Dans les régions rurales et du Nord du Manitoba, le problème est encore plus aigu. Les communautés déjà à des heures des soins spécialisés font face à des retards supplémentaires quand les pénuries de personnel signifient que les ambulances restent immobilisées ou que les urgences fonctionnent avec des équipes squelettiques. Pour les gens qui vivent dans ces régions, le système de santé n’est pas seulement sous pression—il est souvent absent.

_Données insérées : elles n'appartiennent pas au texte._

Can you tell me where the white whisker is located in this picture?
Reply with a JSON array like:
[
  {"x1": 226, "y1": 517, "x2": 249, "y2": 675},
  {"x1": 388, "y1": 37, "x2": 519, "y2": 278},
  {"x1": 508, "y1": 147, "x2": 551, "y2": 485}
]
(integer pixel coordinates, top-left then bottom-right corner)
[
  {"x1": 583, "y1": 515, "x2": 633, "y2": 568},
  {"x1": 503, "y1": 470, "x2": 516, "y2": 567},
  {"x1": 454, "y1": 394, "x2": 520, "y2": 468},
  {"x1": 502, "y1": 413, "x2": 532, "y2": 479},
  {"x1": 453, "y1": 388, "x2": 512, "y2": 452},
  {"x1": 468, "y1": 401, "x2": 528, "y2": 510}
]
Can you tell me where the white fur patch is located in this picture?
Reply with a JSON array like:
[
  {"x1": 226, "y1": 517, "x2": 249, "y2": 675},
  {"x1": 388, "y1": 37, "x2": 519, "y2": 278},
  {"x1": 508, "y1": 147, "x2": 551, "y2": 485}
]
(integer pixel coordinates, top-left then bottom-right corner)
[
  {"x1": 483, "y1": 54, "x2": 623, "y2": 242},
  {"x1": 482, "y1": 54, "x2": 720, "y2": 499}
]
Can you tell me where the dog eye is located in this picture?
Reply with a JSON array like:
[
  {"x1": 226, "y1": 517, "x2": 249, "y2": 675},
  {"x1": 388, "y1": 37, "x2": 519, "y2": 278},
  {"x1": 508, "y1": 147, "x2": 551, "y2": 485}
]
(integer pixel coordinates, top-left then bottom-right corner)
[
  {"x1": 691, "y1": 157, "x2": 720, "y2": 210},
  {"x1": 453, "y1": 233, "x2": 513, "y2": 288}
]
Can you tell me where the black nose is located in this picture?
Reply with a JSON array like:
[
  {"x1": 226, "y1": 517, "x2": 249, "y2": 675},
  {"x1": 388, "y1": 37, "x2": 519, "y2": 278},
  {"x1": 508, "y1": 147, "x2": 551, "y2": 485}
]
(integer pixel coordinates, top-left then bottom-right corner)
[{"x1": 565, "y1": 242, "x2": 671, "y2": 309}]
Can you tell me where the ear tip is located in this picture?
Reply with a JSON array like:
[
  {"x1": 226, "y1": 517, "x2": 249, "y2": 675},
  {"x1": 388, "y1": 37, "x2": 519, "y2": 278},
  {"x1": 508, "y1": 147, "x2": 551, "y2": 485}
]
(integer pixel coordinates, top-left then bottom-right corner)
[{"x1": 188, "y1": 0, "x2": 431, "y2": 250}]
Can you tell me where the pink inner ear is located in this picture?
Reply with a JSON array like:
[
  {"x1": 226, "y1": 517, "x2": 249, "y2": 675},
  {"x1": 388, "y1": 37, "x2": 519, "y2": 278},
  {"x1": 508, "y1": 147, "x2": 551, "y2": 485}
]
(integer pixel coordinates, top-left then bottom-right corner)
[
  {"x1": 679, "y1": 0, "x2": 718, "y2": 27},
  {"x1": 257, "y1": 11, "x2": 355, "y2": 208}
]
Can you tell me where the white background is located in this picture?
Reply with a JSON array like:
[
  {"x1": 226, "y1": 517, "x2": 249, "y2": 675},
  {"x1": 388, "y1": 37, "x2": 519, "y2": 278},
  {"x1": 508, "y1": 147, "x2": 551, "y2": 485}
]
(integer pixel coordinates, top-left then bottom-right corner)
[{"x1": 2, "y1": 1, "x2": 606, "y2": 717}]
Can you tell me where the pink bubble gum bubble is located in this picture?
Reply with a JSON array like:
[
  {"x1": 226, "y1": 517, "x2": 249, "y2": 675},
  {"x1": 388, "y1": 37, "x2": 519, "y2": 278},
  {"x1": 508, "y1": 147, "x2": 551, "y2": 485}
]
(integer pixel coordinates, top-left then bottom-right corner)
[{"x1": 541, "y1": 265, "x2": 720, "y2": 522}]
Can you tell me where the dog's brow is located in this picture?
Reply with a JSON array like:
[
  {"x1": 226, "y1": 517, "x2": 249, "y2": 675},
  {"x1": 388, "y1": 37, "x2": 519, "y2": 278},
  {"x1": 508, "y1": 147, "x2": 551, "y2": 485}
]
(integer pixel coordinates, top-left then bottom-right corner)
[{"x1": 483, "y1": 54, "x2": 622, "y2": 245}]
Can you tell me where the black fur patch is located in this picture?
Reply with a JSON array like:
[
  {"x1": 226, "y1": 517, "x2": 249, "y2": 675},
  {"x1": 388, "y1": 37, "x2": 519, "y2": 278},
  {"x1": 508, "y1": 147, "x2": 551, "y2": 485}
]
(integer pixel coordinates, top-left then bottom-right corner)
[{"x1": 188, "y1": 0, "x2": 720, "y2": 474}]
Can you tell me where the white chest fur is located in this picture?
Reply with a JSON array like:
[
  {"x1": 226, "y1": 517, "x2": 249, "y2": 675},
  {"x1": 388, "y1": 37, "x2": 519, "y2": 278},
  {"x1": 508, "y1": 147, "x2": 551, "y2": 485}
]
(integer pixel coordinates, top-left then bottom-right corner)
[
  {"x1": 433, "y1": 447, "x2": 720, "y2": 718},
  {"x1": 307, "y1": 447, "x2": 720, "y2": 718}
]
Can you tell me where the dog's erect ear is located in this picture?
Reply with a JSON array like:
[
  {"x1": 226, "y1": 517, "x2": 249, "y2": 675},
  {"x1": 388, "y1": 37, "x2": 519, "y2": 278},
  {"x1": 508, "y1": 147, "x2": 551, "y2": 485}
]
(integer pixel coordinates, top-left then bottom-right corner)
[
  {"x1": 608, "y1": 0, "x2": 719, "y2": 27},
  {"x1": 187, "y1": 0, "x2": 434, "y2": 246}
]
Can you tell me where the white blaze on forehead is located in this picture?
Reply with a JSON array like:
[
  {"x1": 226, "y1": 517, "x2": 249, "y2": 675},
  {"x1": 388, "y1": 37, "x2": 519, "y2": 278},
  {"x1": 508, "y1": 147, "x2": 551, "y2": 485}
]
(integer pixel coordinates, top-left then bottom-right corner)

Ce n’est pas une histoire de méchants. Les médecins, infirmières et ambulanciers qui travaillent dans les hôpitaux et cliniques du Manitoba ne laissent pas tomber leurs patients. Ce sont eux qu’un système leur demandant de faire plus avec moins depuis trop longtemps laisse tomber. On leur demande de combler des lacunes qui ne devraient pas exister, de compenser pour des pénuries qui auraient dû être réglées il y a des années.
La crise des soins de santé au Manitoba n’est pas nouvelle. Mais le dernier rapport d’incidents critiques offre quelque chose que les discussions précédentes manquaient souvent—des preuves concrètes du coût humain. Seize décès. Quarante-trois blessures graves. Cinq décès directement liés à des retards. Ces chiffres devraient être un signal d’alarme, non seulement pour le gouvernement, mais pour quiconque serait tenté de considérer les temps d’attente comme de simples frustrations plutôt que comme des menaces existentielles.
Il n’y a pas de solution unique. Les systèmes de santé sont complexes, et les solutions exigent des investissements soutenus, une volonté politique et du temps. Mais il devrait y avoir une priorité claire—réduire les retards qui coûtent maintenant des vies de façon démontrée. Ça veut dire embaucher plus de personnel, améliorer le flux de patients, s’assurer que les communautés rurales et du Nord ont les ressources dont elles ont besoin, et créer des systèmes capables de réagir rapidement quand l’état d’un patient se détériore.
Ça veut aussi dire traiter ces rapports d’incidents critiques non pas comme des obligations bureaucratiques, mais comme des appels urgents à l’action. Chaque schéma répété dans ces documents est un échec du système. Chaque mort évitable est une faillite morale. Et chaque retard qui coûte une vie est un rappel que le système, tel qu’il existe actuellement, n’est pas à la hauteur.
La femme dans la salle d’attente méritait mieux. Tout comme les quatre autres personnes décédées en attendant des soins durant ces six mois. Tout comme les Manitobains qui se présenteront aux urgences demain, la semaine prochaine, l’année prochaine, en espérant que le système sera là quand ils en auront le plus besoin.